Sauf qu'avec Alyss, tout change. Thiercelieux retrouve son charme d'antan et redeviens le village que j'aimais tant. Avec Alyss, je me sens mieux. Avec elle, je me sens bien. C'est indescriptible ce que je ressens, comme si Alyss dégageait une aura apaisant partout où elle va. Tout l'après-midi, je revis les années passées, quand le village contenait une centaine d'habitants. Quand les loups-garous ne rôdaient pas la nuit. Quand on ne se barricadait pas la nuit. Quand on vivait bien. Tout l'après-midi, je parle avec Alyss. On se confie l'un à l'autre. On se révèle nos plus sombres secrets, enfouis au plus profond de nous. On vit un véritable rêve éveillé. Ce matin, j'écrivais que c'était une drôle de sensation de voir son amie perdre sa mère et rester impassible. C'en est une bien plus particulière qu'est celle de voir cette même amie perdre ses 2 parents et tout de même passer un après-midi merveilleux. On est par la suite dérangés par ma mère qui vient m'annoncer que c'est l'heure de manger, puis qu'il faudra se mettre au lit peu après. Ma mère invite alors Alyss à venir manger et coucher chez nous cette nuit. Alyss accepte l'invitation pour le repas, mais décline celle du coucher, déclarant que même s'il n'y a personne chez elle, elle préfère tout de même dormir dans sa maison. Je suis un peu déçu, mais Alyss me rassure en me disant une fois ma mère partie: « On se refera ça, cette nuit ». Je suis content. Je la reverrai cette nuit, et de nouveau, on courra ensemble. J'ai hâte. Tout sera parfait avec une fille comme ça.

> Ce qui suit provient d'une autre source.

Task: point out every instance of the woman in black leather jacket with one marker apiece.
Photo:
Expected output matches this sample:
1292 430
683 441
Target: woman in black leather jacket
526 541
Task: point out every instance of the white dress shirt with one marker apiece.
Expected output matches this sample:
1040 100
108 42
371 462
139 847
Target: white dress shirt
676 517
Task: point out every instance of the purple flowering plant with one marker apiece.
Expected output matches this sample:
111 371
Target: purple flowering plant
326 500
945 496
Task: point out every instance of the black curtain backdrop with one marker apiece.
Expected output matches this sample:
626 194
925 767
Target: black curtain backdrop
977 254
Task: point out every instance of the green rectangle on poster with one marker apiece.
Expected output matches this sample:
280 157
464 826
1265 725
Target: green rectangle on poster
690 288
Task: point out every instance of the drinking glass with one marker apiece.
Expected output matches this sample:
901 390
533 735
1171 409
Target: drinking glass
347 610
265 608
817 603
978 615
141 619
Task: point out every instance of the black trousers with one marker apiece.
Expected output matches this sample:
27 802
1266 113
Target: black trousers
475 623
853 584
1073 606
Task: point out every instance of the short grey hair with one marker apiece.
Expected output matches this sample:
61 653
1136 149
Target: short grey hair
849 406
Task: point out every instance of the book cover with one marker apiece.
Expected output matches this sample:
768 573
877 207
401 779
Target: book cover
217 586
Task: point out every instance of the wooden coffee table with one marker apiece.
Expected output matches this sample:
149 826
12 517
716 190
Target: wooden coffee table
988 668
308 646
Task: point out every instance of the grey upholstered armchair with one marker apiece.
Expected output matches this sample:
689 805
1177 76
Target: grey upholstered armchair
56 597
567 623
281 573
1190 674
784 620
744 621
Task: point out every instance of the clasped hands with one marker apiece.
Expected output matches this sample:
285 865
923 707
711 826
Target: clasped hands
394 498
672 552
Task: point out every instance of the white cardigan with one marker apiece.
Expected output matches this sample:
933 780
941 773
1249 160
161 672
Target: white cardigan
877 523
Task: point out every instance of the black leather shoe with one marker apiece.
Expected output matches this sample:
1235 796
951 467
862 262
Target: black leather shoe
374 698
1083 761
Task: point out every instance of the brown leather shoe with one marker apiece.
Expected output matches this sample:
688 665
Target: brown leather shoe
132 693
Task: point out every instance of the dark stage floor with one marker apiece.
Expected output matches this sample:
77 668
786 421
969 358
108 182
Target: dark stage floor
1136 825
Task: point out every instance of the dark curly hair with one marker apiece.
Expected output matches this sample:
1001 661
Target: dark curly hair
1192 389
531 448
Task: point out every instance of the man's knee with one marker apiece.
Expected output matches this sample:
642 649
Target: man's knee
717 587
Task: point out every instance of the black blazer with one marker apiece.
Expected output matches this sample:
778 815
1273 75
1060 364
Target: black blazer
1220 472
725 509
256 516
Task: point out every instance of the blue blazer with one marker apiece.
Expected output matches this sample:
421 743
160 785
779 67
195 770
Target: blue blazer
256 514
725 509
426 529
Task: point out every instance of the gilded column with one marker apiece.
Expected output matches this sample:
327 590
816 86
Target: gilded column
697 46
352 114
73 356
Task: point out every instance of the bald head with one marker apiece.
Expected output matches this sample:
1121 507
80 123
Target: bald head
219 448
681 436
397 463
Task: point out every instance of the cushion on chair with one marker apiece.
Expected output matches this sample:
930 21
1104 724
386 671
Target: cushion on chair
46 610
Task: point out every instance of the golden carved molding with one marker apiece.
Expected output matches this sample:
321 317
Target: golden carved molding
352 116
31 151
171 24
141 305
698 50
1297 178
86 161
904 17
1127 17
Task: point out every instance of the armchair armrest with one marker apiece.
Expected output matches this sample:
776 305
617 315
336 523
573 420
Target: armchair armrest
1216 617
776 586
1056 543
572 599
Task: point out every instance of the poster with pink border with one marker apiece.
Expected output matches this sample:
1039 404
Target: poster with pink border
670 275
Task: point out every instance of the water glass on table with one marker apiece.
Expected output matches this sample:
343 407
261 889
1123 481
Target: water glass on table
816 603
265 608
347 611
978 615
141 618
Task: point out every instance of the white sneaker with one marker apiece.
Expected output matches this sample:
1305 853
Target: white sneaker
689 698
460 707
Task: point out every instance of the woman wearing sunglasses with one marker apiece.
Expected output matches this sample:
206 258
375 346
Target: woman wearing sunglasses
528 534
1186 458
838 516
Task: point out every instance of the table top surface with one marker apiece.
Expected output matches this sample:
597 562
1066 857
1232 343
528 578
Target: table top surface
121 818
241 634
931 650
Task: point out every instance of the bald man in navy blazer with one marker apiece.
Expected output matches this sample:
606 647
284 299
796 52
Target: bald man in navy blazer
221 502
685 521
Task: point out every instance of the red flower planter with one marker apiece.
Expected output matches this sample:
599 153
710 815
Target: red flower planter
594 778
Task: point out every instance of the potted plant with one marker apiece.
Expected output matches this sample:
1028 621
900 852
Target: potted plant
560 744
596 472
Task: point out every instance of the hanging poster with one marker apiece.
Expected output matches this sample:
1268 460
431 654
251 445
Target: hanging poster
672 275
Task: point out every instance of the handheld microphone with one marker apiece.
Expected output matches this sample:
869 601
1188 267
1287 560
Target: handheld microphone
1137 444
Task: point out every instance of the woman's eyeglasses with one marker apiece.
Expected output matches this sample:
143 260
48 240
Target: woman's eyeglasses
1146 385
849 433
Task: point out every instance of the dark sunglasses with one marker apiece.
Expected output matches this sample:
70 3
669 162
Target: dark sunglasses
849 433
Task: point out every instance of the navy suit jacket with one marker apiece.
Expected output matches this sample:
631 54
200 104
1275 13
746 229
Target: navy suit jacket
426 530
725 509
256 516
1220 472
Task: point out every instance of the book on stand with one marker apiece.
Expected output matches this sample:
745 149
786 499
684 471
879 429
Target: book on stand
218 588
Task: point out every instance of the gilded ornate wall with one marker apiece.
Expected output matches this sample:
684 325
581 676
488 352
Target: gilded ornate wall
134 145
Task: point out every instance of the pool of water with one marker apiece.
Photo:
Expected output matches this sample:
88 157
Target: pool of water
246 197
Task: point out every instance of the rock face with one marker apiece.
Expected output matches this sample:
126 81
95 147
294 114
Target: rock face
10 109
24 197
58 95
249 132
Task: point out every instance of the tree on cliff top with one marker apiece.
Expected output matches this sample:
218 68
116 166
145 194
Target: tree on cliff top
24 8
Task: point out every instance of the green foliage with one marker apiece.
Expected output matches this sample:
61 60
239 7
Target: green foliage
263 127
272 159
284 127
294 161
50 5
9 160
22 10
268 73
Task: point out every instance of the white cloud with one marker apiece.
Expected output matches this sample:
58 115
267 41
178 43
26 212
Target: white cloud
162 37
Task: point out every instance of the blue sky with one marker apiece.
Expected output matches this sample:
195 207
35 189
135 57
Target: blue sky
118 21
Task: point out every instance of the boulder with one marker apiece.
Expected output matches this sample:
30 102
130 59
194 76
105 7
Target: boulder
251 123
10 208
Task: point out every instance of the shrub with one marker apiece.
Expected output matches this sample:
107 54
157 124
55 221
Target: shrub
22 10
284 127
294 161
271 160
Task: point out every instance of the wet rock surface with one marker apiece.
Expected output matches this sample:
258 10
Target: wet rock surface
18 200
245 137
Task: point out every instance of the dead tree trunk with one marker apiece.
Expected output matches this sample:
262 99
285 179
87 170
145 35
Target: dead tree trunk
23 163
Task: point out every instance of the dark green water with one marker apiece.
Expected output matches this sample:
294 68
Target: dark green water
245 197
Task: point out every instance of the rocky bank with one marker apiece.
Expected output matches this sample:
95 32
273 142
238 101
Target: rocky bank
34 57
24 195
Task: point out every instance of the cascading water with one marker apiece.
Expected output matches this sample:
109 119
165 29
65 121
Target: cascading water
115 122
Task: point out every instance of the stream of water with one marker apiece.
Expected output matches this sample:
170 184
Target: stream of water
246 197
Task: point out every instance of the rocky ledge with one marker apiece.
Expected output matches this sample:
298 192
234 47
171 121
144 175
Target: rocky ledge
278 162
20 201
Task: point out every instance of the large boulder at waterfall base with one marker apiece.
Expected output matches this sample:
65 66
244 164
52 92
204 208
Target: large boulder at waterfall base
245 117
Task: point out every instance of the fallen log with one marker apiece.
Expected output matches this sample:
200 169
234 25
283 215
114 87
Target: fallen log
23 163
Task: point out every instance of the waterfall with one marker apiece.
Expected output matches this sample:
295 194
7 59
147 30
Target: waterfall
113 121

Durant le souper, tout le monde se parle. Ma mère fait connaissance Alyss et elles s'entendent plutôt bien. Malheureusement, ma mère m'annonce une terrible nouvelle. Elle me dit que, même si je n'ai jamais essayé d'en apprendre plus sur ça, elle ressent le besoin de me le dire. Et elle prononce 5 mots. 5 terribles mots: « Ton père était un loup-garou ». Mon père était un loup-garou. Je suis abattu, je ne sais plus quoi dire. Mon père était un loup-garou. Et je lui ai fait confiance. Je l'aimais. J'aimais un loup-garou. Et je l'aime encore. Peu importe ce qu'il a bien pu faire, il a toujours été gentil avec moi et s'est sacrifié pour ma vie. Un loup-garou s'est sacrifié pour un vulgaire villageois. Peut-être même que c'est en partie grâce à lui si, ni ma mère ni moi nous sommes morts quand il était en vie. J'aimerai toujours mon père, et rien au monde ne changera cela.

C'est l'heure d'aller se coucher, il est déjà 9 heures. Alyss marche vers sa maison et je la regarde partir. Je lui dit alors: « Alyss? ». Elle retourne et m'écoute. Je prends mon courage à deux mains et déclare: « Je t'aime ». Elle se rapproche ensuite de moi, me regarde droit dans les yeux, et pose ses douces lèvres sur les miennes, m'offrant ainsi le plus beau cadeau du monde. Elle se retourne et, sans dire un mot, continue à marcher vers chez elle.